Wyoming based digital asset bank Custodia is suing the Federal Reserve Board of Governors and the Federal Reserve Bank of Kansas City, claiming an “unlawful delay” in processing an application for its master account.

Custodia, formerly known as Avanti, was one of the first Special Purpose Depository Institutions (SPDIs), also known as “blockchain banks,” made under a Wyoming regulatory framework.

The bank was founded by Caitlin Long, an early advocate of Bitcoin (BTC) who established the institution in 2020 to provide accounts for crypto companies and serve as a bridge for them to the U.S. dollar payment system.

Custodia submitted an application for a Federal Reserve master account 19 months ago in October 2020. The account would allow Custodia to access the Federal Reserve payment systems without using a third-party bank.

Nathan Miller, a spokesperson for Custodia Bank, told Cointelegraph:

“Through this lawsuit, Custodia seeks to ensure that its Federal Reserve master account application receives the fair dealing and due process guaranteed to it by both federal statute and the U.S. Constitution. Custodia has satisfied every rule applicable to it, and has gone beyond by applying to become a Fed member bank.”

The suit claims the Federal Reserve violated a United Stated Code, which outlines a one-year deadline for processing the application, and says that it even states on the master account application that a decision takes five to seven business days.

The Fed’s Kansas City bank was ready to approve the account before the Federal Reserve Board asserted control over the process in spring 2021, thereby “derailing” the application, Custodia says.

Custodia states that the “black-box bureaucratic process” meant it had exhausted “all options short of litigation” and sought to compel the Federal Reserve and its Kansas City bank to approve its master account within 30 days.

Custodia plans to provide final settlement for U.S. dollar payments in digital asset transactions, along with providing digital asset custodial services. A key part of its service is to clear payments for its customers directly with the Fed, which it says will reduce costs, counterparty credit risk and delays in settlement.

The delay has postponed Custodia’s full entry to the market and forced the bank to partner with another bank that already has a master account. It says this is a “makeshift solution” that is “second best and far more expensive”.

Related: Fed governor explains who needs crypto regulation and why demand for it is growing

If Custodia wins the suit or is granted a Fed master account, it will be the first digital asset bank in the country to secure one.

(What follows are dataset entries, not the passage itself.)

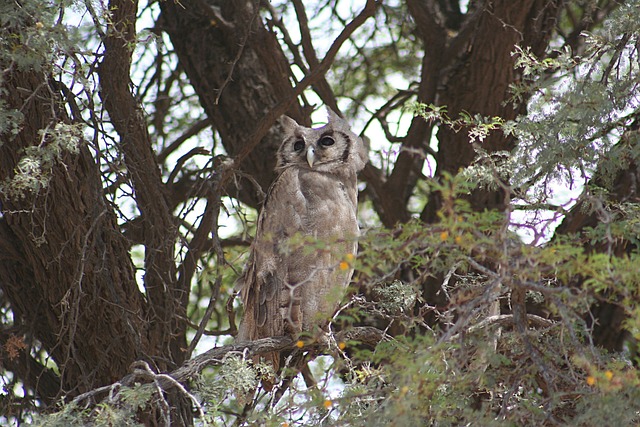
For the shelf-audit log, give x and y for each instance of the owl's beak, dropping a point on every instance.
(311, 156)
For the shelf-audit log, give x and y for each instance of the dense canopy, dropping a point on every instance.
(497, 278)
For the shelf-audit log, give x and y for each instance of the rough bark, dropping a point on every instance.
(167, 326)
(478, 69)
(64, 264)
(607, 317)
(239, 72)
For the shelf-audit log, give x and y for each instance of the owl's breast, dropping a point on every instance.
(330, 204)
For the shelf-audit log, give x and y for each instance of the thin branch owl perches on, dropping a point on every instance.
(308, 225)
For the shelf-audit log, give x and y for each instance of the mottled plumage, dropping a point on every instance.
(293, 282)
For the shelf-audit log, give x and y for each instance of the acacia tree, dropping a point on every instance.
(130, 144)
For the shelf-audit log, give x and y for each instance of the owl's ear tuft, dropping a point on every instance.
(336, 121)
(289, 124)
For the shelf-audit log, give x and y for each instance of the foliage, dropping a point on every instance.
(486, 317)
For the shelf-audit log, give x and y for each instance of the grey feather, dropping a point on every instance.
(292, 285)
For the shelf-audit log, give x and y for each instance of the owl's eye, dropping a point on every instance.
(327, 141)
(298, 146)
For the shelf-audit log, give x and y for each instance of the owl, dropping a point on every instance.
(307, 228)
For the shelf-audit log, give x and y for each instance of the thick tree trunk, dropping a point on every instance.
(607, 318)
(479, 70)
(64, 265)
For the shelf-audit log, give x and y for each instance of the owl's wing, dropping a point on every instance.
(264, 289)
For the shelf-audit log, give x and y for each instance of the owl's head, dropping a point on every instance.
(331, 148)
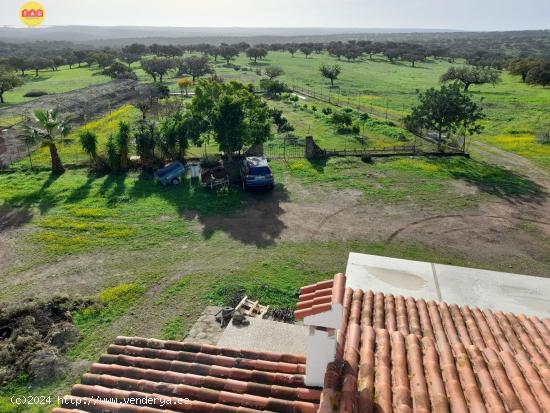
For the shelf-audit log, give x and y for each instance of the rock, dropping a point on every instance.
(63, 336)
(47, 364)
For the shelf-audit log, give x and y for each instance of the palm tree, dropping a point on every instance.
(47, 129)
(88, 141)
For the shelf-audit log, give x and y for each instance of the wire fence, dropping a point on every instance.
(348, 99)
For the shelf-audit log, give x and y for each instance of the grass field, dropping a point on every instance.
(59, 81)
(514, 109)
(153, 257)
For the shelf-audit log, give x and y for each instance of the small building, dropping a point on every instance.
(367, 351)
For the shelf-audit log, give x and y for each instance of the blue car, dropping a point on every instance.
(171, 173)
(256, 174)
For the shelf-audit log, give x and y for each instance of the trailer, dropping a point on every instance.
(171, 173)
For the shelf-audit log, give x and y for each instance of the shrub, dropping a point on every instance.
(208, 162)
(35, 94)
(543, 137)
(342, 119)
(113, 156)
(367, 158)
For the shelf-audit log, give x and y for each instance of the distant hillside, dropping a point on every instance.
(97, 35)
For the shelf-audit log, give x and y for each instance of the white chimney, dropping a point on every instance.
(321, 307)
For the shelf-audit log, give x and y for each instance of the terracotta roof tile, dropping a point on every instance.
(400, 354)
(320, 297)
(173, 376)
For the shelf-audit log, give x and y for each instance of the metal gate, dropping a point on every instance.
(284, 150)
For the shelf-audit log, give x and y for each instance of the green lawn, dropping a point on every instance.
(59, 81)
(514, 109)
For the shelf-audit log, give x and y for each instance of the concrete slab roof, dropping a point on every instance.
(459, 285)
(266, 335)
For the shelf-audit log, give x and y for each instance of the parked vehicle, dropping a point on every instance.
(256, 174)
(171, 173)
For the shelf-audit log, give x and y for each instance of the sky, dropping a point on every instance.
(426, 14)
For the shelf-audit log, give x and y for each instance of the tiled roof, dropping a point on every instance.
(174, 376)
(399, 354)
(318, 298)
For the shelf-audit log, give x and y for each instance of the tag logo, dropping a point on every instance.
(32, 13)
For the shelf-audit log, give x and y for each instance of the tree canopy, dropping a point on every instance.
(445, 111)
(232, 113)
(471, 76)
(8, 81)
(330, 72)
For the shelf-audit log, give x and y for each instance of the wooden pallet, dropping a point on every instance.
(251, 308)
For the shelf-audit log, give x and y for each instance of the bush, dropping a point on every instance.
(209, 162)
(35, 94)
(543, 137)
(342, 119)
(367, 158)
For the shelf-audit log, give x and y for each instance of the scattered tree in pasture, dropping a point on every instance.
(468, 76)
(47, 128)
(352, 52)
(255, 53)
(39, 63)
(330, 72)
(228, 53)
(80, 56)
(445, 111)
(133, 53)
(119, 70)
(273, 87)
(273, 72)
(342, 119)
(147, 99)
(539, 74)
(521, 67)
(8, 80)
(70, 58)
(103, 59)
(280, 121)
(157, 67)
(195, 66)
(306, 50)
(19, 63)
(336, 49)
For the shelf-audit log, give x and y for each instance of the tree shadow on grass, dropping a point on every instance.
(13, 217)
(42, 199)
(251, 218)
(497, 181)
(318, 164)
(114, 187)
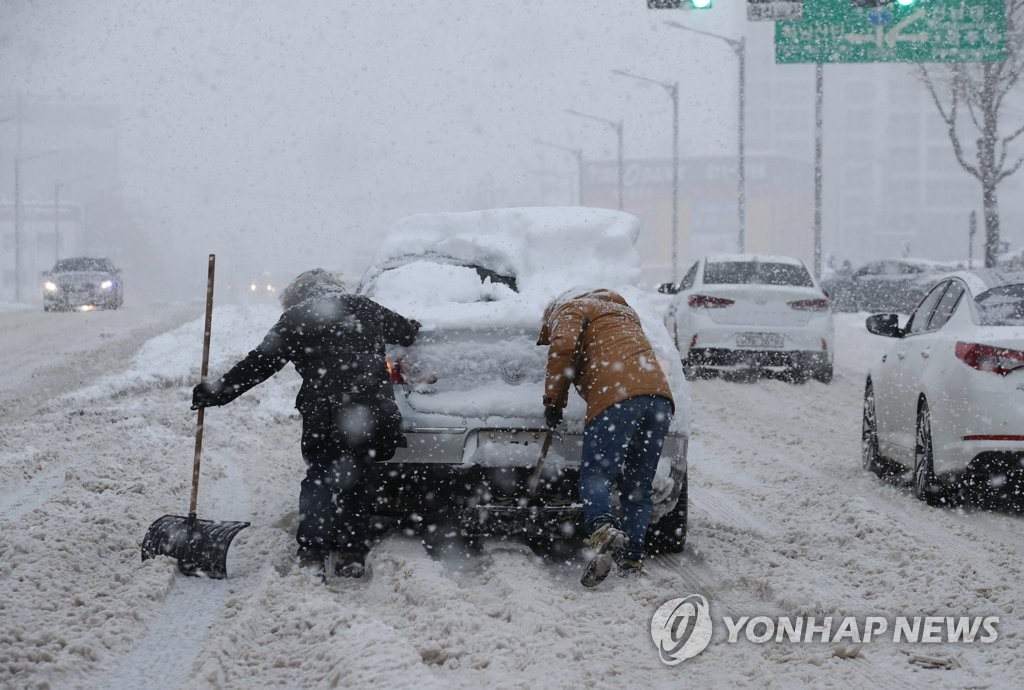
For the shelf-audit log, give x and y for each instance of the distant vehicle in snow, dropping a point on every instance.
(888, 285)
(470, 388)
(82, 283)
(754, 313)
(944, 399)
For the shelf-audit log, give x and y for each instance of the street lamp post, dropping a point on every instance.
(18, 161)
(56, 212)
(578, 154)
(673, 90)
(739, 47)
(617, 127)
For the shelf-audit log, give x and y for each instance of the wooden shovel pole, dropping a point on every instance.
(203, 372)
(535, 478)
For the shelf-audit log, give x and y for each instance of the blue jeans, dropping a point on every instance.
(624, 444)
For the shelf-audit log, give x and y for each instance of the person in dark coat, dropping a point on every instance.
(349, 417)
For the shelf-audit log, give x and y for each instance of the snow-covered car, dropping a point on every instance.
(470, 388)
(888, 285)
(754, 313)
(945, 399)
(82, 283)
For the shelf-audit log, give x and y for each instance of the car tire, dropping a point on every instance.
(870, 459)
(668, 535)
(823, 374)
(926, 486)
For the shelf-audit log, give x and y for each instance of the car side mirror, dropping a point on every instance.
(884, 325)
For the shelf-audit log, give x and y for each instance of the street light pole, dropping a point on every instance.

In December 2021, the Republican senator for Wyoming Cynthia Lummis claimed the Fed was "violating the law" with its unfair treatment of SPDIs like Custodia through delaying applications to receive master accounts.

SPDIs were created from a Wyoming regulatory framework for cryptocurrency custody introduced in late 2019 to serve businesses unable to secure Federal Deposit Insurance Corporation (FDIC) banking services due to their dealings with cryptocurrency.